Most of my blog posts so far have been nutrition based but march is nutrition month and I wouldn't be doing my part if I didn't write a nutrition article.
Heart disease is the second leading cause of death in Canada claiming over 48000 lives in 2012. This is a startling fact, but with these nutritional tips you can keep your heart beating strong for years to come.
1. Eat more fibre
Most people don't eat enough fiber. Fiber binds to cholesterol like a sponge and ultimately helps excrete cholesterol from the body. To get more fiber in your diet eat more oats, barley, legumes, fruits and vegetables.
2. Drink more water
drinking water is a good way to reduce overall calories by quenching thirst without adding sugar. Water also plays a role in effective blood flow. If you want to add some flavour feel free to ad some lemon or steep a teabag into it.
3. Consume more omega-3
Omega-3 acts as a powerful antioxidant that can help lower blood pressure and protect against heart disease. Fatty fish such as salmon, trout and herring are a good source of omega-3 and should be included in your diet at least twice a week.
4. Reduce added sugar in your diet.
Sugar is way more readily available in the North American diet than it should be. Due to this most people eat way more added sugar than they should. Being sure that 10% or less of your daily calories come from added sugar can help you control blood sugar, lower body weight and ultimately promote a healthy heart.

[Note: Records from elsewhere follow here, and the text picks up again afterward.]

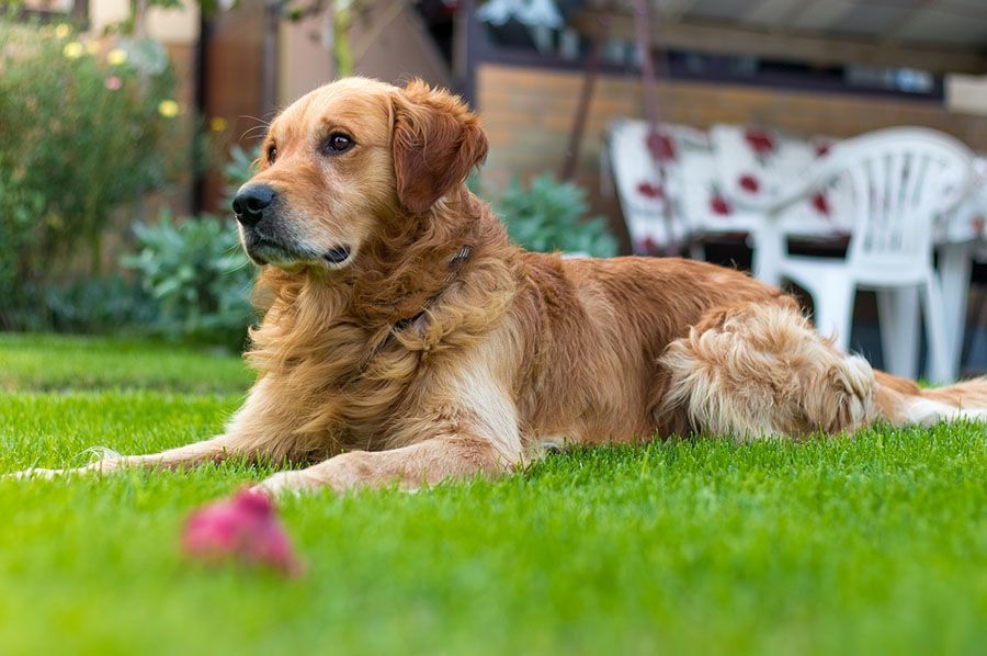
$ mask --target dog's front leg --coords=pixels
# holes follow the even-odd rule
[[[99,461],[68,470],[31,468],[11,474],[15,478],[54,478],[66,474],[105,474],[124,467],[146,470],[178,470],[194,467],[208,462],[222,462],[239,452],[237,441],[229,436],[218,436],[202,442],[185,444],[160,453],[147,455],[105,455]]]
[[[451,434],[389,451],[350,451],[306,470],[274,474],[257,489],[270,495],[324,487],[341,493],[392,484],[417,489],[446,478],[507,474],[521,461],[520,452],[520,443],[504,445],[502,440]]]

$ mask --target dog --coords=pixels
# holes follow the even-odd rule
[[[451,93],[347,78],[271,124],[234,211],[263,319],[257,382],[222,436],[79,470],[296,467],[283,490],[500,476],[546,446],[707,433],[849,433],[987,417],[987,380],[875,372],[747,274],[511,244],[465,184],[487,155]]]

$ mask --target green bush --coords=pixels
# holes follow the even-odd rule
[[[212,215],[134,227],[140,250],[122,263],[139,274],[158,303],[148,328],[169,339],[240,349],[253,317],[254,268],[243,255],[230,219]]]
[[[610,258],[617,241],[603,217],[585,218],[586,191],[558,182],[551,173],[535,178],[527,189],[515,178],[494,203],[517,244],[529,250],[585,253]]]
[[[99,272],[112,213],[178,172],[174,89],[154,42],[0,20],[0,327],[36,321],[78,253]]]

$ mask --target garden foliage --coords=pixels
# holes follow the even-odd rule
[[[586,217],[586,191],[572,182],[558,182],[551,173],[535,178],[527,189],[512,180],[495,206],[511,239],[529,250],[600,258],[617,252],[606,219]]]
[[[0,327],[50,324],[49,287],[99,273],[113,213],[177,174],[174,90],[155,42],[0,21]]]

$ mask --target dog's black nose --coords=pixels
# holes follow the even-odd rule
[[[264,208],[274,202],[277,193],[266,184],[245,186],[234,199],[234,212],[243,227],[252,228],[264,217]]]

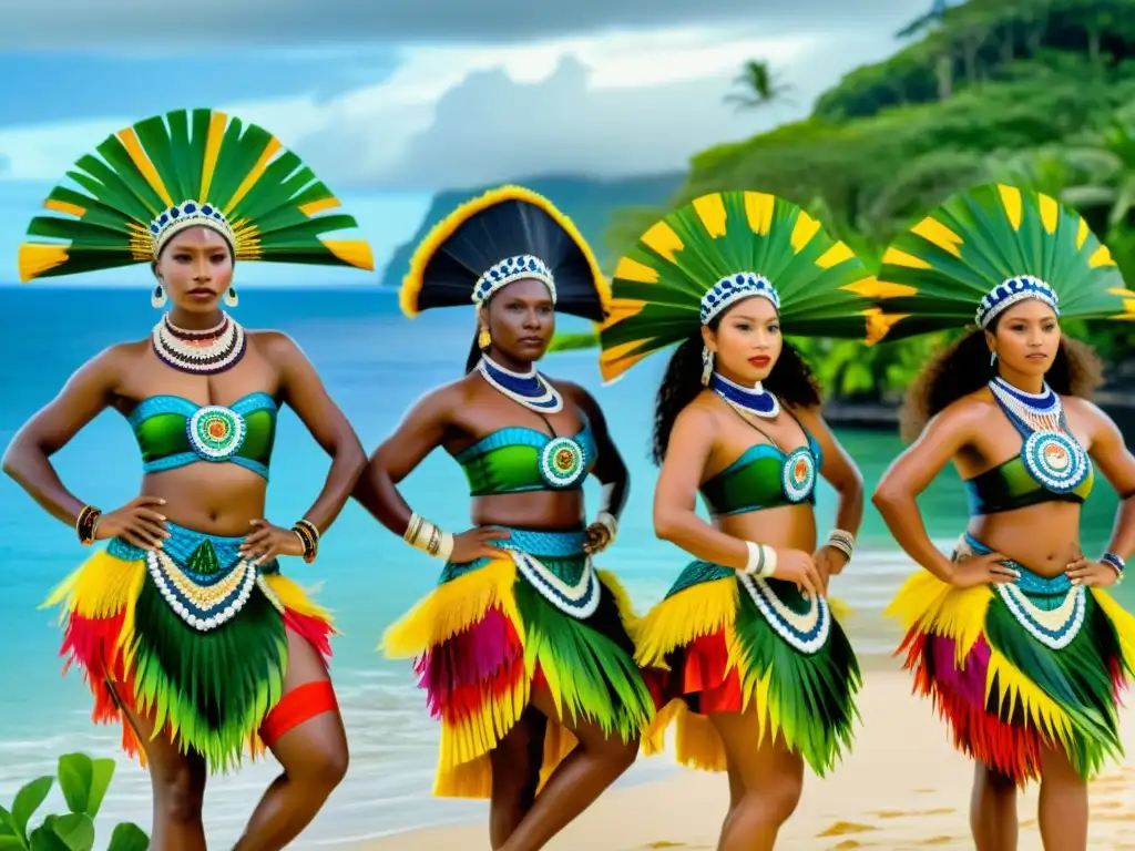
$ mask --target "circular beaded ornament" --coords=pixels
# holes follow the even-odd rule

5. Watch your sodium intake.
Sodium should be consumed at a maximum of 2300 mg a day. Excess sodium puts you at risk for high blood pressure and eventual heart attack or stroke. To keep sodium in check try avoiding prepackaged foods as well as restaurant prepared and fast foods.
A heart healthy diet is part of an equation that should also include exercise, weight management and stress reduction and by making these changes you can support your heart for years to come.